This is an automated email from the ASF dual-hosted git repository.
dongjoon pushed a commit to branch main
in repository https://gitbox.apache.org/repos/asf/orc.git
The following commit(s) were added to refs/heads/main by this push:
new 6c24acdbf ORC-1645: [C++] Evaulate stripe stats before load stripe
footer
6c24acdbf is described below
commit 6c24acdbf232b5323b7138d93b51806f3fa9fb01
Author: Smith Cruise <[email protected]>
AuthorDate: Mon Mar 4 11:24:32 2024 -0800
ORC-1645: [C++] Evaulate stripe stats before load stripe footer
### What changes were proposed in this pull request?
Stripe's stats are in the orc tail's metadata, which means we can evaluate
stripe's stats before loading stripe's footer.
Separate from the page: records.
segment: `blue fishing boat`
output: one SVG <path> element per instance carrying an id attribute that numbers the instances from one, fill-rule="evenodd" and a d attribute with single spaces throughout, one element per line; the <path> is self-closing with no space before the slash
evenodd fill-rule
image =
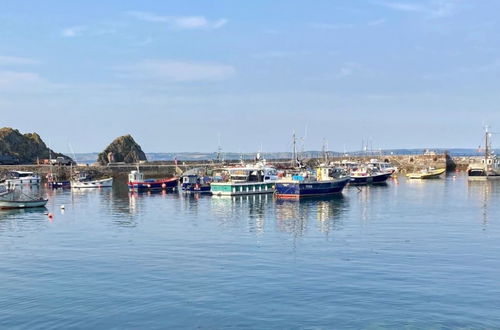
<path id="1" fill-rule="evenodd" d="M 351 184 L 380 184 L 385 183 L 392 175 L 392 171 L 384 172 L 370 167 L 360 167 L 351 171 Z"/>
<path id="2" fill-rule="evenodd" d="M 278 198 L 335 195 L 342 193 L 349 180 L 344 170 L 322 165 L 316 169 L 316 173 L 302 171 L 276 181 L 275 194 Z"/>
<path id="3" fill-rule="evenodd" d="M 133 192 L 145 191 L 175 191 L 179 184 L 177 177 L 167 179 L 144 179 L 144 174 L 139 170 L 131 171 L 128 175 L 128 188 Z"/>
<path id="4" fill-rule="evenodd" d="M 199 169 L 192 169 L 181 175 L 181 189 L 185 193 L 211 194 L 212 178 L 204 176 Z"/>

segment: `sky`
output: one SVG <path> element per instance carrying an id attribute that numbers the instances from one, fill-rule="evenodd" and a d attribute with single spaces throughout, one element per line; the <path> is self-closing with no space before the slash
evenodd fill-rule
<path id="1" fill-rule="evenodd" d="M 0 127 L 59 152 L 477 148 L 500 1 L 0 2 Z M 495 142 L 495 137 L 493 137 Z M 500 138 L 494 145 L 500 146 Z"/>

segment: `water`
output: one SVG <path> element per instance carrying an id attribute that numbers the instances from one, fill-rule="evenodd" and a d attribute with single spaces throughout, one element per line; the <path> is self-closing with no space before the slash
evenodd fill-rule
<path id="1" fill-rule="evenodd" d="M 52 220 L 0 212 L 2 328 L 500 327 L 500 182 L 300 202 L 125 189 L 49 191 Z"/>

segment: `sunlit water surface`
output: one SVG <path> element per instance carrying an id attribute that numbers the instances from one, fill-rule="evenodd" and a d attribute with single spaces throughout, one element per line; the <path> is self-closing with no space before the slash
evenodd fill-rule
<path id="1" fill-rule="evenodd" d="M 301 201 L 116 183 L 0 211 L 2 328 L 500 327 L 500 182 Z"/>

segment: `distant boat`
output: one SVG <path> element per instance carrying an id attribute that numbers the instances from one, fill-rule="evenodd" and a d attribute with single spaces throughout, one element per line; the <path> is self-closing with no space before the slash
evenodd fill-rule
<path id="1" fill-rule="evenodd" d="M 47 179 L 47 185 L 49 188 L 52 189 L 58 189 L 58 188 L 71 188 L 71 181 L 70 180 L 57 180 L 57 175 L 54 173 L 50 172 L 47 174 L 45 177 Z"/>
<path id="2" fill-rule="evenodd" d="M 241 164 L 235 167 L 226 167 L 214 176 L 210 184 L 212 195 L 236 196 L 270 194 L 274 192 L 274 183 L 278 179 L 278 172 L 273 166 L 267 165 L 265 159 L 254 164 Z"/>
<path id="3" fill-rule="evenodd" d="M 94 180 L 88 173 L 80 172 L 71 180 L 71 188 L 107 188 L 113 186 L 113 178 Z"/>
<path id="4" fill-rule="evenodd" d="M 5 183 L 11 186 L 19 185 L 39 185 L 42 178 L 34 173 L 28 171 L 9 171 L 5 178 Z"/>
<path id="5" fill-rule="evenodd" d="M 446 168 L 427 168 L 420 172 L 408 173 L 406 176 L 409 179 L 438 179 L 445 172 Z"/>
<path id="6" fill-rule="evenodd" d="M 500 159 L 493 153 L 490 141 L 491 133 L 485 130 L 484 157 L 481 162 L 470 164 L 467 168 L 467 176 L 471 181 L 500 179 Z"/>
<path id="7" fill-rule="evenodd" d="M 385 183 L 393 172 L 381 172 L 378 169 L 360 167 L 351 171 L 351 184 L 380 184 Z"/>
<path id="8" fill-rule="evenodd" d="M 179 184 L 179 178 L 167 179 L 144 179 L 144 174 L 139 169 L 131 171 L 128 175 L 128 188 L 130 191 L 158 191 L 158 190 L 176 190 Z"/>
<path id="9" fill-rule="evenodd" d="M 0 185 L 0 209 L 22 209 L 31 207 L 43 207 L 48 199 L 32 198 L 24 195 L 25 198 L 17 198 L 14 190 L 8 189 L 5 185 Z"/>
<path id="10" fill-rule="evenodd" d="M 181 189 L 185 193 L 208 193 L 212 178 L 200 175 L 198 169 L 192 169 L 181 175 Z"/>
<path id="11" fill-rule="evenodd" d="M 276 181 L 276 197 L 301 198 L 340 194 L 349 183 L 349 175 L 341 168 L 321 165 L 316 173 L 303 170 Z"/>

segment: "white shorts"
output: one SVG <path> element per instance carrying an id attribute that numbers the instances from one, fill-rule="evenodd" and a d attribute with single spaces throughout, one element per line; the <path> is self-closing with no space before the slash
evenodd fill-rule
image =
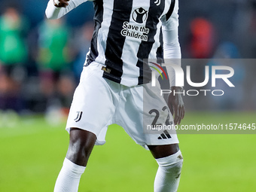
<path id="1" fill-rule="evenodd" d="M 90 131 L 97 137 L 96 145 L 103 145 L 108 126 L 117 123 L 145 148 L 178 143 L 175 131 L 148 130 L 153 123 L 163 124 L 166 119 L 173 123 L 163 98 L 148 84 L 128 87 L 102 78 L 102 66 L 93 62 L 84 67 L 66 130 L 69 133 L 71 127 L 76 127 Z"/>

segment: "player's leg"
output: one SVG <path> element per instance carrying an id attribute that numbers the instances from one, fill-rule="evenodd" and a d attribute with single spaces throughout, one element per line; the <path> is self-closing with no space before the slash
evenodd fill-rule
<path id="1" fill-rule="evenodd" d="M 96 137 L 93 133 L 71 128 L 68 152 L 56 181 L 54 192 L 78 190 L 80 178 L 84 172 L 96 140 Z"/>
<path id="2" fill-rule="evenodd" d="M 113 89 L 119 92 L 118 87 L 111 87 L 102 78 L 102 73 L 101 66 L 96 62 L 83 70 L 67 120 L 69 146 L 54 192 L 77 192 L 94 145 L 105 143 L 107 126 L 117 101 Z"/>
<path id="3" fill-rule="evenodd" d="M 154 191 L 177 191 L 183 163 L 178 145 L 148 145 L 148 147 L 159 165 Z"/>

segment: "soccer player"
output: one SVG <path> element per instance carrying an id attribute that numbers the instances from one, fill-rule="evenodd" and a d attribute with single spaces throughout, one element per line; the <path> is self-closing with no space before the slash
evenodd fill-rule
<path id="1" fill-rule="evenodd" d="M 50 0 L 49 19 L 57 19 L 87 0 Z M 181 58 L 178 0 L 95 0 L 95 29 L 70 108 L 70 140 L 55 192 L 75 192 L 95 145 L 103 145 L 107 126 L 117 123 L 159 164 L 154 192 L 177 191 L 183 157 L 175 133 L 145 131 L 146 124 L 179 124 L 184 114 L 180 94 L 168 104 L 151 87 L 144 59 L 157 59 L 163 33 L 163 56 Z M 177 63 L 177 65 L 179 65 Z M 172 90 L 175 74 L 167 71 Z M 160 89 L 160 88 L 159 88 Z M 168 107 L 169 108 L 168 108 Z M 170 113 L 173 111 L 174 120 Z M 158 133 L 158 132 L 157 132 Z"/>

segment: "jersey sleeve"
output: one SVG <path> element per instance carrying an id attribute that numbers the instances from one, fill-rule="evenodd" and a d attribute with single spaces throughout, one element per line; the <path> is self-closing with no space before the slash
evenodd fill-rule
<path id="1" fill-rule="evenodd" d="M 70 0 L 66 8 L 57 8 L 54 5 L 53 0 L 50 0 L 45 10 L 46 17 L 51 20 L 59 19 L 87 1 L 88 0 Z"/>
<path id="2" fill-rule="evenodd" d="M 172 1 L 175 5 L 171 5 L 173 11 L 171 14 L 167 13 L 162 18 L 163 49 L 163 58 L 166 65 L 166 70 L 169 79 L 170 87 L 176 85 L 175 72 L 172 67 L 168 66 L 168 62 L 181 66 L 181 47 L 178 41 L 178 1 Z"/>

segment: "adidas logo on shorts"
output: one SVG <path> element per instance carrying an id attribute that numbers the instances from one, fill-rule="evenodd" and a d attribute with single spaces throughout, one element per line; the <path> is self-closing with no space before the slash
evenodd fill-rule
<path id="1" fill-rule="evenodd" d="M 171 139 L 171 136 L 169 134 L 169 133 L 165 130 L 160 136 L 158 137 L 158 139 Z"/>

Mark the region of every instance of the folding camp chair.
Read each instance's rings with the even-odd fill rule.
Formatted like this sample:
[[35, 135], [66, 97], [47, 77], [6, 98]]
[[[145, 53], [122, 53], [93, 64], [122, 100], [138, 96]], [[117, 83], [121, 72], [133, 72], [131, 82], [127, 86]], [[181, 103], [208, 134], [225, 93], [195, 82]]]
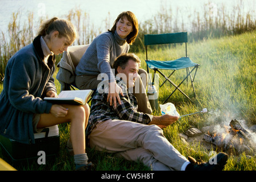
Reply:
[[[184, 82], [185, 80], [188, 80], [188, 77], [190, 78], [191, 83], [194, 90], [194, 93], [195, 97], [195, 91], [194, 86], [194, 80], [195, 79], [195, 75], [197, 73], [197, 69], [199, 65], [197, 63], [193, 63], [190, 59], [187, 57], [187, 32], [178, 32], [173, 34], [157, 34], [157, 35], [145, 35], [145, 45], [146, 46], [146, 63], [147, 64], [147, 72], [149, 73], [149, 68], [154, 71], [154, 77], [153, 82], [154, 81], [155, 74], [157, 71], [161, 76], [162, 76], [165, 80], [160, 86], [161, 87], [166, 81], [170, 82], [174, 87], [175, 89], [173, 92], [168, 96], [168, 97], [163, 101], [165, 103], [167, 100], [173, 95], [175, 91], [177, 90], [181, 92], [185, 96], [186, 96], [190, 101], [193, 102], [191, 98], [187, 96], [179, 88], [181, 85]], [[168, 61], [157, 61], [149, 60], [147, 59], [147, 46], [150, 45], [156, 44], [173, 44], [173, 43], [185, 43], [186, 46], [186, 56], [175, 59], [174, 60]], [[193, 67], [191, 71], [190, 68]], [[177, 70], [181, 69], [186, 69], [186, 75], [184, 79], [177, 85], [170, 79], [171, 76]], [[171, 70], [170, 75], [167, 77], [165, 75], [160, 69], [164, 70]], [[194, 71], [194, 76], [192, 77], [191, 73]]]
[[[75, 67], [89, 46], [89, 44], [70, 46], [67, 51], [64, 51], [57, 65], [59, 69], [56, 76], [56, 78], [61, 84], [61, 91], [78, 89], [75, 85]], [[95, 92], [95, 90], [94, 90], [91, 99]]]

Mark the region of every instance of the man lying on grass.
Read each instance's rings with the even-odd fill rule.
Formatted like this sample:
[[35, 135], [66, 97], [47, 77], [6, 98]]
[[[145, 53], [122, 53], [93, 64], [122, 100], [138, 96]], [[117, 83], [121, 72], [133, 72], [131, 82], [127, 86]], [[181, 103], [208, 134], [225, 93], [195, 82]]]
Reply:
[[164, 136], [161, 129], [174, 123], [178, 117], [169, 114], [153, 116], [137, 111], [136, 98], [129, 88], [134, 86], [139, 76], [140, 61], [137, 56], [130, 53], [118, 57], [114, 63], [117, 83], [123, 89], [123, 96], [119, 94], [121, 104], [110, 106], [108, 86], [98, 88], [91, 101], [86, 129], [90, 147], [139, 161], [153, 170], [222, 170], [227, 160], [226, 154], [215, 156], [217, 164], [193, 164], [193, 160], [182, 155]]

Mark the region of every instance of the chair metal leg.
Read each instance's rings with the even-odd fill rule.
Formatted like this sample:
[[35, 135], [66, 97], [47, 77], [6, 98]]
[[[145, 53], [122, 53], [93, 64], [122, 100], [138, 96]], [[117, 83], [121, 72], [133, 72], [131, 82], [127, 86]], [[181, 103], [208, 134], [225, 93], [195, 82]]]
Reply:
[[[171, 74], [170, 74], [169, 76], [168, 77], [168, 78], [170, 78], [171, 77], [171, 76], [173, 74], [173, 73], [174, 73], [174, 72], [175, 71], [175, 70], [174, 70]], [[163, 86], [163, 85], [166, 82], [167, 80], [166, 79], [165, 80], [165, 81], [163, 81], [163, 82], [162, 84], [161, 85], [160, 85], [160, 87], [161, 87], [162, 86]]]
[[[162, 72], [161, 72], [159, 70], [157, 70], [157, 71], [160, 73], [160, 75], [161, 75], [163, 77], [164, 77], [166, 79], [166, 80], [169, 81], [175, 88], [174, 90], [173, 90], [173, 92], [169, 95], [169, 96], [163, 101], [163, 104], [166, 103], [166, 102], [171, 96], [171, 95], [173, 95], [173, 94], [175, 92], [175, 91], [176, 91], [176, 90], [178, 90], [186, 97], [187, 97], [191, 102], [194, 103], [194, 102], [191, 100], [191, 98], [189, 96], [187, 96], [182, 90], [181, 90], [181, 89], [179, 87], [184, 82], [184, 81], [186, 80], [186, 79], [187, 79], [188, 78], [189, 76], [190, 75], [191, 73], [192, 73], [195, 68], [197, 68], [197, 68], [194, 67], [194, 68], [192, 69], [192, 71], [189, 71], [189, 73], [187, 75], [187, 76], [185, 77], [185, 78], [182, 80], [182, 81], [181, 82], [181, 83], [178, 86], [174, 82], [173, 82], [171, 80], [170, 80], [169, 78], [166, 77], [166, 76]], [[193, 88], [194, 88], [194, 85], [193, 85]], [[195, 92], [194, 90], [194, 93], [195, 95]]]

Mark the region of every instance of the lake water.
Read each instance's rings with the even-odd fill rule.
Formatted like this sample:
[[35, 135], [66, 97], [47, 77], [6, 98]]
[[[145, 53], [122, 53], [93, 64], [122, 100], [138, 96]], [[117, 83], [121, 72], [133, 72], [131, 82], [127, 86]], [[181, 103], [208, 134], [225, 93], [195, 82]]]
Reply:
[[[22, 11], [21, 19], [26, 21], [29, 13], [34, 13], [34, 20], [39, 18], [50, 18], [54, 16], [65, 18], [69, 11], [75, 8], [81, 9], [90, 15], [90, 20], [95, 27], [104, 27], [104, 20], [109, 17], [111, 26], [117, 15], [123, 11], [129, 10], [137, 16], [139, 23], [150, 19], [161, 10], [161, 6], [166, 9], [178, 7], [184, 14], [202, 9], [204, 4], [211, 3], [214, 8], [223, 4], [231, 7], [238, 0], [0, 0], [0, 31], [5, 32], [11, 19], [13, 13]], [[243, 0], [245, 7], [255, 7], [256, 0]], [[111, 28], [111, 27], [110, 27]]]

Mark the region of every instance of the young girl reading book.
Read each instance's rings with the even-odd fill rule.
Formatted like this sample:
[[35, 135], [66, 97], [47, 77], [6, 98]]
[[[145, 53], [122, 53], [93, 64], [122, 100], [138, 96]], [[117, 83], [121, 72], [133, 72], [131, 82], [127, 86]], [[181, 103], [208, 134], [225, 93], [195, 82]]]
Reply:
[[67, 145], [74, 152], [76, 169], [90, 169], [92, 164], [87, 162], [85, 135], [88, 105], [53, 105], [42, 100], [58, 97], [53, 78], [54, 55], [66, 51], [77, 37], [71, 22], [53, 18], [43, 22], [31, 44], [9, 60], [0, 95], [0, 134], [21, 143], [34, 143], [34, 133], [70, 122]]

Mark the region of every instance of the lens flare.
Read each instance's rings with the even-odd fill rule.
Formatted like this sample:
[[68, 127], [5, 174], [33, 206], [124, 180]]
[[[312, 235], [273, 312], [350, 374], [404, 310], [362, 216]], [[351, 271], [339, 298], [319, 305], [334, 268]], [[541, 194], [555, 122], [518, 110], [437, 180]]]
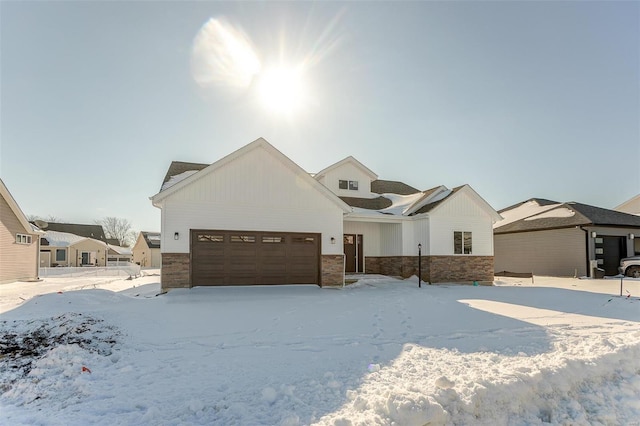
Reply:
[[223, 18], [209, 19], [194, 39], [191, 71], [202, 87], [248, 88], [260, 68], [249, 37]]
[[260, 75], [260, 100], [276, 113], [292, 114], [305, 101], [306, 89], [300, 67], [278, 67]]

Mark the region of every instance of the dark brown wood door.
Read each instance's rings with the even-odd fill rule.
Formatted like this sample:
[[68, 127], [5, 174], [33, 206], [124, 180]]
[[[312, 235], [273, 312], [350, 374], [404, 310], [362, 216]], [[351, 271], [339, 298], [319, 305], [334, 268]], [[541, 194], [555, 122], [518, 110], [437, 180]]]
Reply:
[[318, 284], [320, 234], [191, 231], [191, 283]]
[[617, 275], [620, 259], [626, 254], [625, 237], [602, 236], [596, 238], [596, 259], [605, 275]]
[[363, 272], [362, 234], [344, 234], [345, 272]]

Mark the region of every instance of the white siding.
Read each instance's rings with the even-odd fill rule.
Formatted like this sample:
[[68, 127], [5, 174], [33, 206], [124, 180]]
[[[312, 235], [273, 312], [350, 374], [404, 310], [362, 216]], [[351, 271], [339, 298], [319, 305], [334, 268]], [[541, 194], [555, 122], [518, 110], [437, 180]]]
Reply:
[[[351, 191], [338, 188], [338, 181], [340, 180], [357, 181], [358, 190]], [[351, 163], [346, 163], [330, 170], [318, 181], [340, 197], [371, 198], [371, 178], [361, 168]]]
[[190, 229], [238, 229], [321, 233], [322, 254], [342, 254], [331, 244], [342, 239], [342, 210], [298, 172], [257, 147], [169, 195], [162, 252], [188, 253]]
[[402, 223], [380, 224], [380, 255], [399, 256], [402, 254]]
[[[453, 232], [472, 232], [472, 254], [493, 256], [493, 220], [472, 197], [460, 190], [438, 206], [430, 217], [431, 255], [453, 255]], [[462, 255], [464, 256], [464, 255]]]
[[413, 232], [415, 235], [413, 244], [405, 245], [405, 254], [407, 256], [415, 256], [418, 250], [418, 244], [422, 244], [422, 254], [428, 255], [431, 243], [431, 238], [429, 236], [429, 218], [423, 217], [414, 220]]
[[587, 274], [585, 233], [567, 228], [495, 236], [496, 272], [532, 272], [535, 275]]
[[160, 249], [150, 249], [150, 250], [151, 250], [151, 267], [160, 268], [162, 266], [162, 254], [160, 253]]

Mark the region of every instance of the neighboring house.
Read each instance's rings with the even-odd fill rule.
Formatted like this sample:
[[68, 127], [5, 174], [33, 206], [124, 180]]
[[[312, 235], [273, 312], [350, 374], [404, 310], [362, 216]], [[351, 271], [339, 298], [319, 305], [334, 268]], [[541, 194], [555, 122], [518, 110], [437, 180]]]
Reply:
[[41, 234], [0, 179], [0, 283], [38, 279]]
[[[118, 241], [116, 239], [116, 241]], [[117, 244], [107, 243], [107, 266], [117, 266], [122, 263], [131, 263], [133, 252], [129, 247], [120, 247]]]
[[104, 241], [47, 230], [40, 239], [40, 267], [106, 266], [108, 250]]
[[133, 245], [133, 263], [143, 268], [160, 268], [162, 257], [160, 254], [160, 233], [140, 232]]
[[540, 198], [500, 210], [494, 225], [495, 270], [548, 276], [616, 275], [633, 255], [640, 216]]
[[629, 200], [620, 204], [618, 207], [614, 207], [613, 209], [619, 212], [640, 216], [640, 194], [630, 198]]
[[[40, 223], [40, 222], [39, 222]], [[78, 235], [85, 238], [93, 238], [94, 240], [104, 241], [105, 243], [118, 245], [117, 239], [108, 239], [104, 235], [102, 225], [84, 225], [79, 223], [54, 223], [42, 222], [45, 231], [66, 232], [68, 234]]]
[[[640, 194], [620, 204], [614, 208], [614, 210], [640, 216]], [[640, 235], [638, 237], [639, 238], [635, 238], [633, 242], [633, 251], [636, 255], [640, 255]]]
[[173, 162], [151, 201], [164, 290], [409, 277], [419, 244], [423, 280], [493, 281], [500, 216], [470, 186], [422, 192], [353, 157], [311, 176], [260, 138], [210, 165]]

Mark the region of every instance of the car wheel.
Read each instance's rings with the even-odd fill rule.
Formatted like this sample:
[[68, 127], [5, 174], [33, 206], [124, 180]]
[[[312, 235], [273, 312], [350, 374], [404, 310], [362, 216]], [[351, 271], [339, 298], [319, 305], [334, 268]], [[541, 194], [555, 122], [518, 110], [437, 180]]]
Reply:
[[625, 275], [631, 278], [640, 278], [640, 266], [629, 266]]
That can save one IO request.
https://issues.apache.org/jira/browse/ORC-1645
### Why are the changes needed?
reduce iops
### How was this patch tested?
passed ut
### Was this patch authored or co-authored using generative AI tooling?
no
Closes #1835 from Smith-Cruise/improve-metadata.
Authored-by: Smith Cruise <[email protected]>
Signed-off-by: Dongjoon Hyun <[email protected]>
---
c++/src/Reader.cc | 38 ++++++++++++++++++++------------------
1 file changed, 20 insertions(+), 18 deletions(-)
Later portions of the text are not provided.